Wer das Abenteuer der Firmengründung bestehen will, muss die richtigen Leute mit an Bord holen. Das sieht auch Claudia Winkler so. «Für ein erfolgreiches Start-up braucht es ein hervorragendes Team und eine gute Mischung von Fähigkeiten», sagt sie.
Winkler studierte Ökonomie an der UZH, heute ist die 30-jährige CEO der von ihr gegründeten Personalvermittlungsfirma Lionstep. Das Unternehmen sucht mit neuester digitaler Technologie hochqualifiziertes Personal für die IT-Branche.

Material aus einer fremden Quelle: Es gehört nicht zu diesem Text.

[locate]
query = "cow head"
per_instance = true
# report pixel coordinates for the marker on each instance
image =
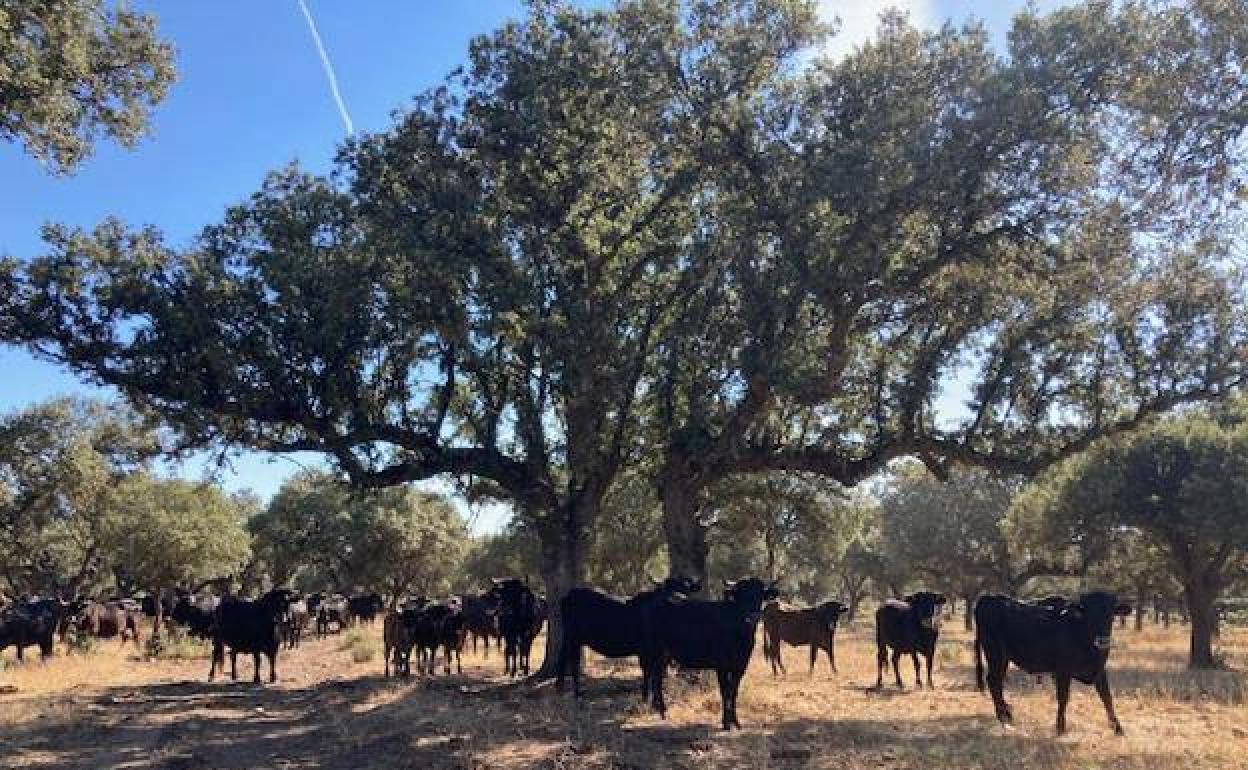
(678, 584)
(829, 612)
(1096, 610)
(926, 605)
(749, 594)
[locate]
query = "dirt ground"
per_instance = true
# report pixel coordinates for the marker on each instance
(114, 709)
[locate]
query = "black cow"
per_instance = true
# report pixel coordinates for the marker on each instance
(518, 617)
(608, 625)
(814, 627)
(702, 634)
(296, 620)
(365, 608)
(105, 620)
(1071, 642)
(250, 627)
(197, 615)
(481, 619)
(29, 623)
(910, 625)
(331, 610)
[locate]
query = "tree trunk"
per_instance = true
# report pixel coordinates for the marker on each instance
(563, 568)
(1199, 603)
(688, 549)
(159, 598)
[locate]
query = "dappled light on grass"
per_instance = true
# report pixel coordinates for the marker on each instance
(326, 711)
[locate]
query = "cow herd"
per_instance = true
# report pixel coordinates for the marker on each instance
(1068, 638)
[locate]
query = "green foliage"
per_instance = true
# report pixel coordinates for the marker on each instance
(61, 468)
(513, 552)
(75, 69)
(321, 533)
(1179, 486)
(951, 532)
(171, 532)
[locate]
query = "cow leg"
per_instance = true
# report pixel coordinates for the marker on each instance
(996, 685)
(1063, 696)
(725, 698)
(1102, 689)
(657, 669)
(881, 660)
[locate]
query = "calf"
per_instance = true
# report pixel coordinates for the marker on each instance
(705, 635)
(910, 625)
(197, 615)
(518, 620)
(1071, 642)
(293, 624)
(331, 610)
(814, 627)
(608, 625)
(481, 619)
(250, 627)
(30, 623)
(365, 608)
(105, 620)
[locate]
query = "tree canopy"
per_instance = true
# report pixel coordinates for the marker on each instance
(71, 70)
(647, 231)
(1181, 484)
(317, 532)
(60, 467)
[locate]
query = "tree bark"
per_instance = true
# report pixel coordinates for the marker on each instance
(1199, 602)
(688, 549)
(563, 568)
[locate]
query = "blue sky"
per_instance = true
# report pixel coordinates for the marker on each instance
(251, 97)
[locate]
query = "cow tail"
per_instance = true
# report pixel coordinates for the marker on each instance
(979, 660)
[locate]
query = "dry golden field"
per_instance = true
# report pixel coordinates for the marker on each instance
(111, 709)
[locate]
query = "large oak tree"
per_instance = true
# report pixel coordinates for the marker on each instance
(648, 230)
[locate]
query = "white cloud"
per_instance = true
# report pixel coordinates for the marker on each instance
(859, 19)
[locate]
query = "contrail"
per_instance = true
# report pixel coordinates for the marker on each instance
(328, 69)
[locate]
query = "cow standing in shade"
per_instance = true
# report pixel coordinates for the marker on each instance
(250, 627)
(702, 634)
(481, 619)
(29, 623)
(519, 619)
(1071, 642)
(814, 627)
(608, 625)
(909, 627)
(105, 620)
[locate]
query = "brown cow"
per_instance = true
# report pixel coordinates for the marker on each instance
(105, 620)
(814, 627)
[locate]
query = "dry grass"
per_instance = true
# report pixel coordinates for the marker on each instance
(114, 708)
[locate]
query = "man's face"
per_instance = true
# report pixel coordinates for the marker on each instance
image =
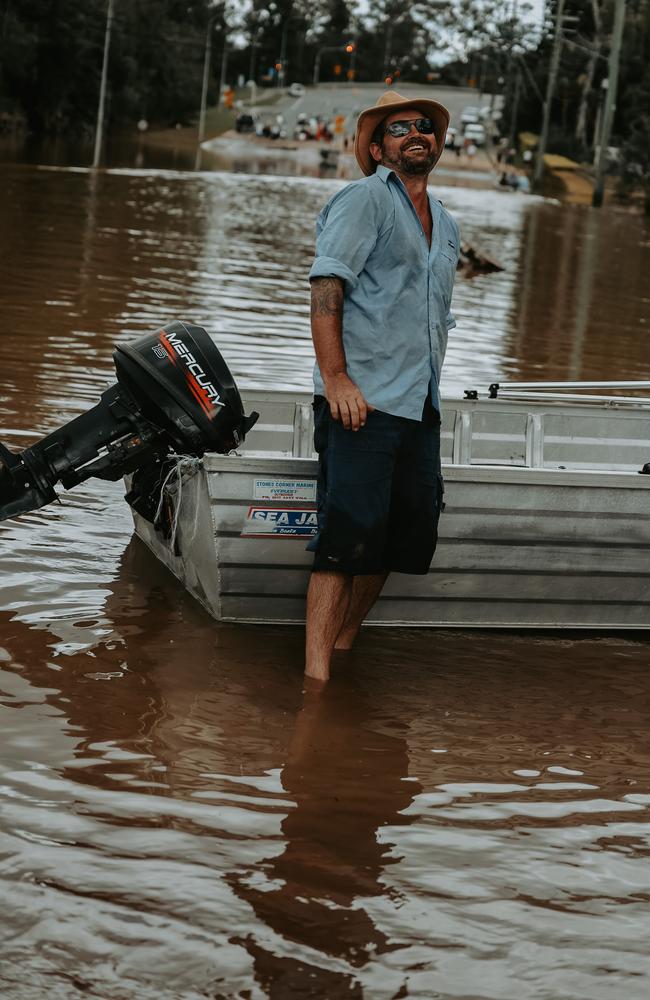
(412, 154)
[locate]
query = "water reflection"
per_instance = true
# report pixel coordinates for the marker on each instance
(441, 810)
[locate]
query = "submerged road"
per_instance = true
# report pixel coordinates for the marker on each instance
(330, 100)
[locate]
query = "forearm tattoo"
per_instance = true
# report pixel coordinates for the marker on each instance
(326, 296)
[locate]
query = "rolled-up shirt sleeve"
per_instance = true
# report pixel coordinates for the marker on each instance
(346, 234)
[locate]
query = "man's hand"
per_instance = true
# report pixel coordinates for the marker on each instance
(346, 401)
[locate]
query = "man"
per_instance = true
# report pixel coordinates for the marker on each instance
(381, 285)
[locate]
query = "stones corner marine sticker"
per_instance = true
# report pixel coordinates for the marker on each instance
(293, 490)
(266, 522)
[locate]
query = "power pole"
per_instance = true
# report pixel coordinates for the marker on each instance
(207, 58)
(610, 103)
(99, 128)
(550, 91)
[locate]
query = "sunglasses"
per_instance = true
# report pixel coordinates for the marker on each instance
(401, 128)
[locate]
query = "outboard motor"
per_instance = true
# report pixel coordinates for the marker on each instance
(174, 394)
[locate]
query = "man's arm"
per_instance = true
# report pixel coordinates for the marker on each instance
(346, 401)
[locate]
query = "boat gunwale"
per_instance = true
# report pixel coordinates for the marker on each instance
(259, 462)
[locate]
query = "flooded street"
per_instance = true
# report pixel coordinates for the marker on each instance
(458, 815)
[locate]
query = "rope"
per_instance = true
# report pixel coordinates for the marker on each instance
(184, 464)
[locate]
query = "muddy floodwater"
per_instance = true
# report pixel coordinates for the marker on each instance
(457, 815)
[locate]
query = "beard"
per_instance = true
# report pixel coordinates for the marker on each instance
(409, 165)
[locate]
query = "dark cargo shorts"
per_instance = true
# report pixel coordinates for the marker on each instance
(379, 493)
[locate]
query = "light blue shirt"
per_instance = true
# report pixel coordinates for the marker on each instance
(397, 290)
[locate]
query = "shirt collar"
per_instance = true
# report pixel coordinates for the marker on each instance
(384, 172)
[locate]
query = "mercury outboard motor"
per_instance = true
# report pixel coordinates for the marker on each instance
(174, 394)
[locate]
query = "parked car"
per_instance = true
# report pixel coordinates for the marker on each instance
(469, 115)
(476, 133)
(245, 123)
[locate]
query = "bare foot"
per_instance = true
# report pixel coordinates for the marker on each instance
(316, 672)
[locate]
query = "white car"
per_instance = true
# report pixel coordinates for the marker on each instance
(476, 133)
(469, 115)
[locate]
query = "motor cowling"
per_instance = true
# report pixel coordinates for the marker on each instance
(174, 395)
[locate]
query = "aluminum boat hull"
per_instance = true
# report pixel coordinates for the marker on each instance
(546, 521)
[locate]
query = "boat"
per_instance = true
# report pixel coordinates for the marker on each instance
(546, 522)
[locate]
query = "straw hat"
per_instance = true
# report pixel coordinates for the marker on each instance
(389, 102)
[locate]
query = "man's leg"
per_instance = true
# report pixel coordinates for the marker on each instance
(328, 597)
(364, 592)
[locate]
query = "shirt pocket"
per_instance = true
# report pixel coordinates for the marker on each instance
(445, 271)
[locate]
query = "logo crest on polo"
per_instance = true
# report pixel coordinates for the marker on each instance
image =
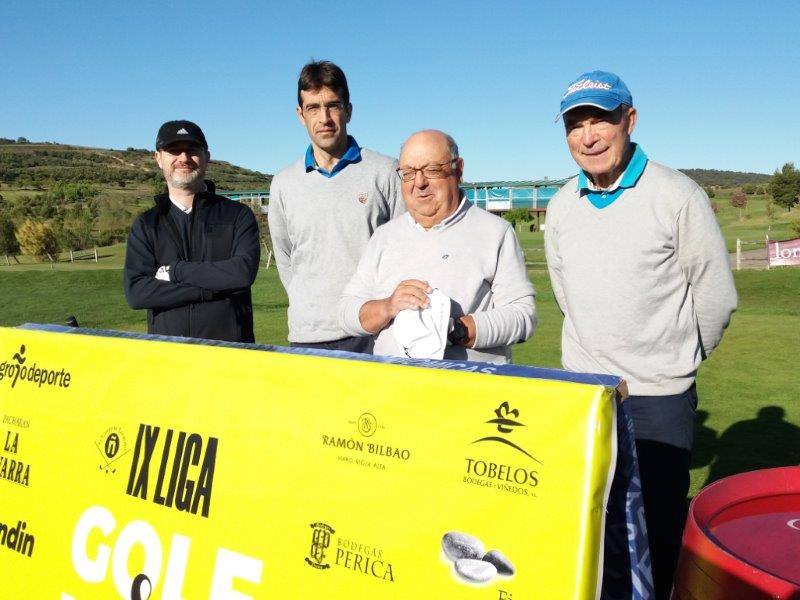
(586, 84)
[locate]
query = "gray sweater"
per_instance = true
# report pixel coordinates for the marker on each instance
(319, 228)
(644, 284)
(474, 258)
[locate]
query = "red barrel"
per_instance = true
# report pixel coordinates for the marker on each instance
(742, 539)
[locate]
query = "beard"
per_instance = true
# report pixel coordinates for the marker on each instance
(186, 181)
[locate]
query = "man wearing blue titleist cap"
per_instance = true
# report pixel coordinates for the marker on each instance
(640, 270)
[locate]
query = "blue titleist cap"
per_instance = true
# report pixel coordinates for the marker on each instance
(597, 88)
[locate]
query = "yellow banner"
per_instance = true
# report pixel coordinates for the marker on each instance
(138, 468)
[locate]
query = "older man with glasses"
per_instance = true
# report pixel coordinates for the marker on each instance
(443, 247)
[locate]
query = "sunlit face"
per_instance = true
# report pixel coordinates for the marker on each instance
(599, 140)
(430, 201)
(183, 164)
(325, 116)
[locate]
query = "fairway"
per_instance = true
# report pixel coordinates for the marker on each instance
(749, 415)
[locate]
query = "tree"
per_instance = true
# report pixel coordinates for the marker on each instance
(784, 187)
(76, 230)
(739, 200)
(794, 225)
(37, 239)
(8, 240)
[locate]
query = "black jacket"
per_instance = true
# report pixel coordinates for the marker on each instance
(208, 295)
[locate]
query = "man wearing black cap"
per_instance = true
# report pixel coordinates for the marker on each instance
(640, 270)
(192, 258)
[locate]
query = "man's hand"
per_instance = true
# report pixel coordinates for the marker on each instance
(163, 273)
(376, 315)
(411, 293)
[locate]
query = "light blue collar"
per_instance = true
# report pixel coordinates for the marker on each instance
(629, 178)
(350, 156)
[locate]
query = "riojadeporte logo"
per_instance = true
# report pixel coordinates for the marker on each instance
(18, 369)
(320, 541)
(505, 425)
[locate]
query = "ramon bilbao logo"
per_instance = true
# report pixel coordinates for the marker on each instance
(19, 370)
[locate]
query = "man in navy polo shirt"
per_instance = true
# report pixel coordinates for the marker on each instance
(640, 270)
(323, 209)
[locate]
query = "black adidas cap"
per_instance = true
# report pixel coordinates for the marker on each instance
(180, 131)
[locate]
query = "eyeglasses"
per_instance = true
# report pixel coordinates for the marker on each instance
(428, 171)
(334, 108)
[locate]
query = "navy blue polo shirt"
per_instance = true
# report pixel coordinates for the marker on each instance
(350, 156)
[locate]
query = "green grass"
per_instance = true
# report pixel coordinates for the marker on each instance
(754, 224)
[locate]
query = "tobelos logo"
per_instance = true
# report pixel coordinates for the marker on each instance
(16, 370)
(505, 425)
(320, 541)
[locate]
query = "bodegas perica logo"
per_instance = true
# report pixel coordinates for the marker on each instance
(18, 369)
(330, 550)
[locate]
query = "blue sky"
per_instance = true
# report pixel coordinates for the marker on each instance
(717, 84)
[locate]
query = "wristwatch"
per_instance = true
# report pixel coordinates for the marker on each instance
(459, 334)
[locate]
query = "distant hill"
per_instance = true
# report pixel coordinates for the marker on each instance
(714, 177)
(25, 164)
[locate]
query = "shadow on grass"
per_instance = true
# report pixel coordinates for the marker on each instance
(760, 443)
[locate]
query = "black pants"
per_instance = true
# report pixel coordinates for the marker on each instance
(362, 345)
(664, 434)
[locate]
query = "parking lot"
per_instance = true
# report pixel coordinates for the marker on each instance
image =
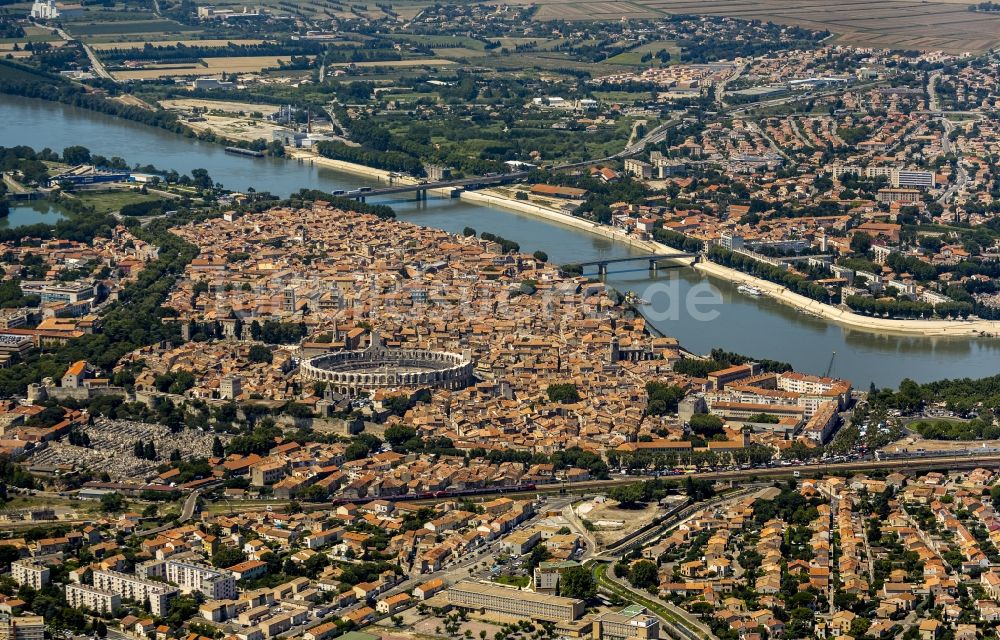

Kernidee der Firma ist ein Algorithmus, der aus einem riesigen Meer von Personaldaten die besten Kandidaten für eine Stelle herausfischt. «Heute gibt es für bestimmte Jobs nicht zu viele, sondern zu wenige geeignete Bewerberinnen und Bewerber», sagte Winkler. Entwickelt hat das intelligente Computerprogramm ein Datenspezialist, den die Jungunternehmerin an einer Statistikvorlesung an der UZH kennengelernte.
Claudia Winkler zeigte bei Kombination von unterschiedlichen Talenten ein glückliches Händchen. Nach einer längeren Durststrecke – «da mussten wir den Gürtel auch privat enger schnallen» – hat sich ihr Unternehmen mittlerweile etabliert. Heute arbeiten zwanzig Leute bei Lionstep, darunter fünf UZH-Abgängerinnen und -abgänger. Im letzten Jahr gewann die Firma den von der EU unterstützten Start-up Europe Award in der Kategorie «Social Innovation».
Claudia Winkler hat ehrgeizige Pläne: «Meine Firma soll einer der grössten Recruting-Hubs Europas werden», sagte sie auf dem Podium.